Une travailleuse poursuit la FTQ-Construction et son ex-président pour agressions sexuelles répétées. Le message est clair comme du béton coulé: les chantiers ne sont pas des zones de non-droit, et les syndicats qui ferment les yeux deviennent complices. Pendant des années, cette femme a enduré les attouchements, les propositions dégradantes, l’atmosphère toxique d’un milieu qui prétendait défendre ses droits tout en la livrant à son agresseur. Les détails de la poursuite révèlent ce que trop de travailleuses savent déjà: le harcèlement sexuel ne connaît ni frontière de classe ni immunité syndicale. Quand celui qui devrait incarner la solidarité ouvrière devient prédateur, c’est tout l’édifice qui s’effondre.
Cette affaire expose brutalement les rapports de pouvoir qui traversent les milieux ouvriers et syndicaux. Dans un secteur historiquement masculin comme la construction, les femmes restent minoritaires, isolées, vulnérables. La culture du chantier glorifie encore trop souvent une virilité toxique où les blagues salaces et les comportements déplacés passent pour de la camaraderie. Quand l’agresseur occupe la présidence d’une centrale syndicale, la hiérarchie devient écrasante: dénoncer, c’est risquer son emploi, son intégration, sa réputation. La plaignante a vécu l’enfer que vivent des milliers de travailleuses: le silence comme stratégie de survie, l’isolement comme punition, la peur des représailles comme prison invisible.
Le prix du silence pèse lourd sur les épaules des victimes.
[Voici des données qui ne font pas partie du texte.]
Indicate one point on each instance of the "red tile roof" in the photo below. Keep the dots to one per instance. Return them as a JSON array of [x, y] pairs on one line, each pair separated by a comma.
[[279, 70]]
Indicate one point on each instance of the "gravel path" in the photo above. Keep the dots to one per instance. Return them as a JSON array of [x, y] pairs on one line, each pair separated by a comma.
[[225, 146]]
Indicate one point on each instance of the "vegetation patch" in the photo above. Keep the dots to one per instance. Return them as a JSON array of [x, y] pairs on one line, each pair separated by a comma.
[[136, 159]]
Les mécanismes internes des syndicats, conçus pour protéger les membres contre les patrons, se révèlent souvent impuissants face aux violences entre travailleurs ou venant de leurs propres dirigeants. La solidarité mal placée protège les agresseurs: on minimise, on évite le scandale, on privilégie l’unité apparente plutôt que la justice réelle. Cette culture du boys’ club syndical reproduit exactement ce qu’on dénonce chez les employeurs: l’impunité des puissants, le sacrifice des plus vulnérables. Tant que les organisations ouvrières traiteront les agressions sexuelles comme des problèmes personnels plutôt que comme des enjeux structurels de santé et sécurité au travail, elles trahiront leur mission.
Car voilà le cœur du problème: défendre les emplois sans défendre les personnes, c’est une imposture. Un syndicat qui tolère les violences sexuelles en son sein ne défend pas les travailleuses, il perpétue leur oppression. La sécurité au travail ne se limite pas aux casques et aux harnais: elle inclut le droit de travailler sans être tripotée, humiliée, harcelée. La dignité n’est pas négociable. Quand la FTQ-Construction se retrouve sur le banc des accusés aux côtés de son ex-président, c’est toute la question de la responsabilité institutionnelle qui surgit: jusqu’où une organisation est-elle comptable des actes commis par ses dirigeants? Jusqu’où doit-elle aller pour protéger ses membres les plus précaires?
Il est temps de rompre avec ce modèle défaillant. Les pistes existent: procédures de plainte indépendantes, gérées hors des structures syndicales pour éviter les conflits d’intérêts; protection garantie des plaignantes contre toute forme de représailles; formation obligatoire sur les violences sexistes; tolérance zéro réelle, avec sanctions immédiates et transparentes. Les syndicats doivent choisir leur camp: celui des dominants qui abusent de leur pouvoir, ou celui des travailleuses qui exigent justice. Cette poursuite n’est pas qu’une affaire individuelle, c’est un cri collectif pour que les chantiers deviennent enfin des lieux de travail sécuritaires pour toutes. Le mouvement syndical doit se réinventer ou crever de ses contradictions.